An international team led by scientists from the United States and New Zealand have observed, for the first time, the bizarre deep-sea communities living around methane seeps off New Zealand's east coast.
'This is the first time cold seeps have been viewed and sampled in the southwest Pacific, and will greatly contribute to our knowledge of these intriguing ecosystems,' says Dr Amy Baco-Taylor, from the Woods Hole Oceanographic Institution (WHOI) in Massachusetts, who co-led the voyage with Dr Ashley Rowden from New Zealand's National Institute of Water & Atmospheric Research (NIWA).
The 21-member expedition led by scientists from WHOI, NIWA, the Scripps Institution of Oceanography, and the University of Hawaii at Manoa (UH) has spent the last two weeks exploring cold water seeps and other 'chemosynthetic' ecosystems around New Zealand's east coast onboard NIWA's deepwater research vessel Tangaroa.
Cold seeps are areas of the seafloor where methane gas or hydrogen sulphide escapes from large stores deep below.

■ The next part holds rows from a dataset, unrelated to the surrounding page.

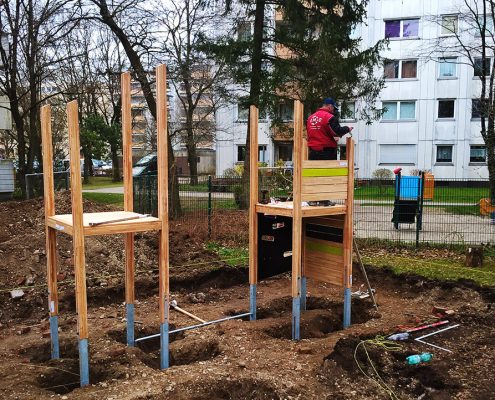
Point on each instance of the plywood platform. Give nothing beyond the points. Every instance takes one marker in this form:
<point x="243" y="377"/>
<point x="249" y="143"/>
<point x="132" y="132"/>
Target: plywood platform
<point x="63" y="223"/>
<point x="286" y="209"/>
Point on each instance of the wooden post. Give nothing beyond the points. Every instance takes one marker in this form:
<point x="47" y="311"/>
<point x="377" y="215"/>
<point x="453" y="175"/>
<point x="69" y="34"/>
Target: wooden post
<point x="163" y="263"/>
<point x="128" y="203"/>
<point x="253" y="216"/>
<point x="78" y="240"/>
<point x="51" y="237"/>
<point x="348" y="233"/>
<point x="297" y="220"/>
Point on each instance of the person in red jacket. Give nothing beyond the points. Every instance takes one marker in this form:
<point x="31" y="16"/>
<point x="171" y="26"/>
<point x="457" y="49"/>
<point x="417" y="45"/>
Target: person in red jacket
<point x="324" y="132"/>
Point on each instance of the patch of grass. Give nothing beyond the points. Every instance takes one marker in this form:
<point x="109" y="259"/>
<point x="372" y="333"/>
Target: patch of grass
<point x="98" y="182"/>
<point x="105" y="198"/>
<point x="233" y="256"/>
<point x="439" y="269"/>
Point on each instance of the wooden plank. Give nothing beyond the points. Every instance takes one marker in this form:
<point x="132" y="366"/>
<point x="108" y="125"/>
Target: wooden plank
<point x="49" y="199"/>
<point x="128" y="186"/>
<point x="312" y="172"/>
<point x="77" y="219"/>
<point x="297" y="212"/>
<point x="162" y="151"/>
<point x="325" y="164"/>
<point x="349" y="216"/>
<point x="324" y="196"/>
<point x="253" y="195"/>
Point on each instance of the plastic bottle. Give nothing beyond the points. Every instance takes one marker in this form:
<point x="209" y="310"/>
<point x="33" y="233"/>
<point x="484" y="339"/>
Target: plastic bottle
<point x="399" y="336"/>
<point x="419" y="358"/>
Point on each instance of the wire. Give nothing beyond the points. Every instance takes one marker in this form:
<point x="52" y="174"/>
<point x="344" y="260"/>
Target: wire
<point x="387" y="345"/>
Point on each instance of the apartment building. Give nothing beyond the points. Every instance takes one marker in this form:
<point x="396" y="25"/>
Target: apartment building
<point x="431" y="119"/>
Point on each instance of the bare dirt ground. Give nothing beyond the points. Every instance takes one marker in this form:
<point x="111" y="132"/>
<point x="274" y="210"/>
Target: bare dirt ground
<point x="236" y="359"/>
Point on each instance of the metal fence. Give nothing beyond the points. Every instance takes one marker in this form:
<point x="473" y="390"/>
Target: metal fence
<point x="449" y="211"/>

Like hydrothermal vents, cold seeps support unique communities of animals living in symbiosis with microbes that can convert these energy-rich chemicals to living matter (a form of 'chemosynthesis') in the absence of sunlight.
New Zealand is one of the few places in the world where at least four types of chemosynthetic habitats occur in close proximity, allowing scientists to address key questions about the patterns of biological distribution that cannot be addressed elsewhere.
The team visited eight cold seep sites on the continental slope to the east of the North Island, lying at depths of 7501050 m.
'We discovered that one of these sites, "The Builder's Pencil", covers about 180 000 square metres (0.18 square kilometre), making it one of the largest seep sites in the world', says Dr Rowden.